“To define saving faith apart from feelings… is futile.” -John Piper
John Piper is a total trip and he and I are seldom in agreement, but I think he really gets a few things right. That quote is from a tiny clip of his speech at the T4G conference. I can’t link to it, but it’s a common theme with him, as you can see from some of his prior articles and blog posts such as,“The Problem with American ‘Christianity’,” in which he says, “In the last 200 years, Christianity in America has been distorted — or, to use a more serious word, ravaged — Christianity in America has been ravaged by the dominant teaching that decisions for God are more basic in defining a Christian than delight in God.”
Lord, all in good humor here, but you better check me for a fever or a head injury, because I seem to be in complete agreement with John Piper….
So what triggered this post was a whole lot of objections to that statement of Piper’s, “To define saving faith apart from feelings… is futile.” He goes on to explain that he is using “feelings” in the context of “affections.” He tries removing some of the feeling adjectives from the Bible, to try and demonstrate what faith without affections might look like. It is indeed, futile. You simply cannot have an emotionally detached, intellectual faith devoid of feelings.
So, I was really curious about the outrage and also apparently, a glutton for punishment, so I poured over the complaints and asked a few questions. The essence of the objection is that we can’t control our feelings. We don’t want to be accused of, “not having enough faith” because we aren’t “feeling it.”
This was my conclusion:
We do have a great deal of control over our feelings, but I think many Christians falsely learned that feelings are bad, deceitful, and can’t be trusted. Then people are shamed for having feelings that are actually right on, but contrary to the dominant narrative being sold.
I need to really object to this modern, cultural idea that we can’t control or change our feelings. I have just seen that false narrative sow so much complete destruction. Talk about robbing people of their power. You become nothing more than a powerless victim of your own feelings. You have no authority or control! You’re ruled by the whims of your own biology.
With all good grace and humor here, I am frequently an emotionally over wrought middle age woman prone to melancholy and anxiety, and I can control my feelings, at least 90% of the time. It’s a discipline, it takes practice. You have to learn how to take your thoughts into captivity. When I am at rest, abiding in His peace, it is way more doable than in times of stress, but it is totally doable. We are not slaves to our own emotions.
Absolutely no one, except perhaps God Himself, should ever tell you how to feel or force you to feel something that you don’t. That much is true. If your feelings have been yanked around by other people, taking control yourself is going to be much more challenging. It’s a discipline, a life skill, it takes some practice, but it totally can be done.
I’m not a fan of repressing our feelings, but rather expressing and resolving them. I think we should talk to God about what we are feeling. The Bible is full of very passionate people expressing their feelings. There are lamentations, anger, grief, defiance, praise, you name it, somebody in the Bible is going to be expressing it. That kind of intimacy with God is what helps us to build a relationship, containing real affection. Our faith is a love affair, not an intellectual exercise.
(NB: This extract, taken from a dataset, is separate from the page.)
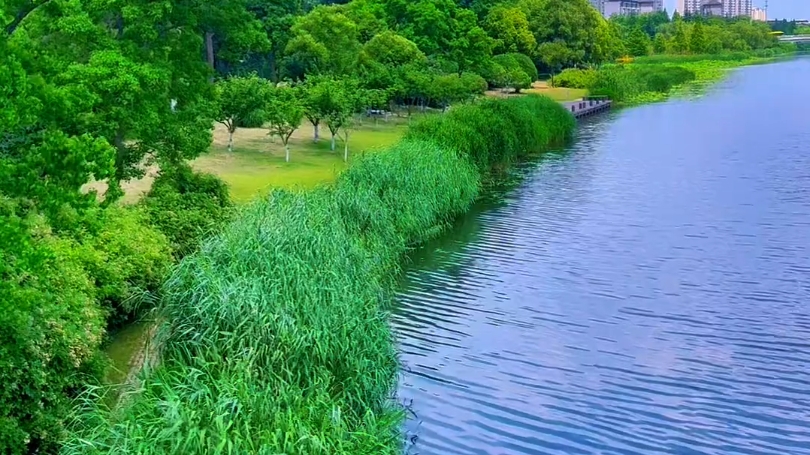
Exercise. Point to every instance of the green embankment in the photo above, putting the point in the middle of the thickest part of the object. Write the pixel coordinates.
(656, 78)
(277, 339)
Piper says, “Christianity in America has been ravaged by the dominant teaching that decisions for God are more basic in defining a Christian than delight in God.”
Yeah, I sure hear that. I can’t tell you how many times I have been approached by people who clearly take no delight in God. In fact, many have even suggested that if you take delight in God you’re probably doing it wrong. God is all about being utterly miserable, donja know. If you feel good you’re probably in sin anyway.
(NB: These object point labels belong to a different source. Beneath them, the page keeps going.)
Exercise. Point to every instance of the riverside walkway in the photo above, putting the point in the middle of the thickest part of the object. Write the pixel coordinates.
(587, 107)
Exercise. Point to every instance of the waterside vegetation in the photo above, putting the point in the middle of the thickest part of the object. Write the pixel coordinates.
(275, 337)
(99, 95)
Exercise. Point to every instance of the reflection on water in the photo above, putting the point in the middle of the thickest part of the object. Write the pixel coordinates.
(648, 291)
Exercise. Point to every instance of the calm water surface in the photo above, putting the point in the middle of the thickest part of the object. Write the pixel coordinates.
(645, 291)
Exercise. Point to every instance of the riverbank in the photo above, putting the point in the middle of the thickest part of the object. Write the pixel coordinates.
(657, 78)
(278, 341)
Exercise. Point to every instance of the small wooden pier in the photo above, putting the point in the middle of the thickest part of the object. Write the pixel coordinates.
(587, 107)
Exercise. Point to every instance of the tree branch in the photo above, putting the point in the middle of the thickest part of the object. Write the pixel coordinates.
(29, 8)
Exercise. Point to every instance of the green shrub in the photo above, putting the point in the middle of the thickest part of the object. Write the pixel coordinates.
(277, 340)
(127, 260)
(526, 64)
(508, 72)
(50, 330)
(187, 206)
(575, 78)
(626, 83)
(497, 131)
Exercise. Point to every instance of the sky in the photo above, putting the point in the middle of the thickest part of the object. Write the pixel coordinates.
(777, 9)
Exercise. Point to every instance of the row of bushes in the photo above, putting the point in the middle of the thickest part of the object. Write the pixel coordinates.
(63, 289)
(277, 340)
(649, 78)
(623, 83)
Pffffttt. There just isn’t a raspberry big enough to counteract that nonsense.
Anyway, my heart goes out to many of those objecting, to the pain I see hidden behind some of those words, to the myriad of man made expectations within churchian culture that have left so many confused and disconnected from the Lord who has so much intense and passionate affection for us, for you.
Can you imagine if what defined us as Christians wasn’t our opinions or objections, but rather the sheer delight we have in God?